ColBERT is a multi-vector representation model built over BERT, where each wordpiece in the text is represented by an n-dimensional vector. This contrasts single vector representation models that perform pooling of the output vectors into a single vector representation. Multi-vector representations have demonstrated higher generalizability than single-vector models in a zero-shot search ranking setting. With multi-vector indexing support, it’s straightforward to implement end-to-end retrieval using ColBERT with Vespa, while previously, one could only use ColBERT as a re-ranking model.

field colbert_tokens type tensor<float>(t{}, x[128]) 

Word2Vec

Word2vec is one of the early ways to use neural networks for text search and classification. Unlike the more recent Transformer-based variants where word vectors are contextualized by self-attention, the word vector representation of a word does not change depending on other words in the text. With multi-vector indexing, it’s trivial to represent word vectors in Vespa.

field word2vec type tensor<float>(word{}, x[300]) 
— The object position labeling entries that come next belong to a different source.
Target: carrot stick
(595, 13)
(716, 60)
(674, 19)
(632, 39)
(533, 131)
Multi-vector indexing is particularly useful for product and e-commerce applications where the product has lots of metadata to filter and rank on and where the product metadata is constantly evolving.

Using vector representations of product images, produced by text-to-image models like CLIP has become a popular method for improving product search. With Vespa multi-vector indexing, e-commerce applications can easily search multiple product photos without introducing fan-out complexity. Vespa also allows using multi-vector indexing for multiple fields in the same schema.

field image_clip_embeddings type tensor<float>(i{},x[512])
field product_bullet_embeddings type tensor<bfloat16>(p{},x[384])
field product_embedding type tensor<int8>(x[256])

Using multiple nearestNeighbor query operators in the same query request, coupled with a ranking function, e-commerce apps can retrieve efficiently over multiple vector fields and expose the retrieved products to ML powered ranking functions.

Summary

This post introduced the challenges developers face while trying to fit long text documents into the narrow context window of Transformer-based vector embedding models and how Vespa’s multi-vector HNSW indexing support greatly simplifies the process and unlocks new use cases without complicated relationship modeling and serving architectures. Multi-vector indexing is available from Vespa 8.144.19.

Get started with Vespa multi-vector indexing using the multi-vector indexing sample application. The sample application can be deployed locally using the Vespa container image or using Vespa Cloud. Got questions? Join the community in Vespa Slack.

  1. Pre-training and fine-tuning the model using 256 wordpiece tokens instead of 128 (2x) would increase the computational training budget by 4x due to quadratic self-attention complexity.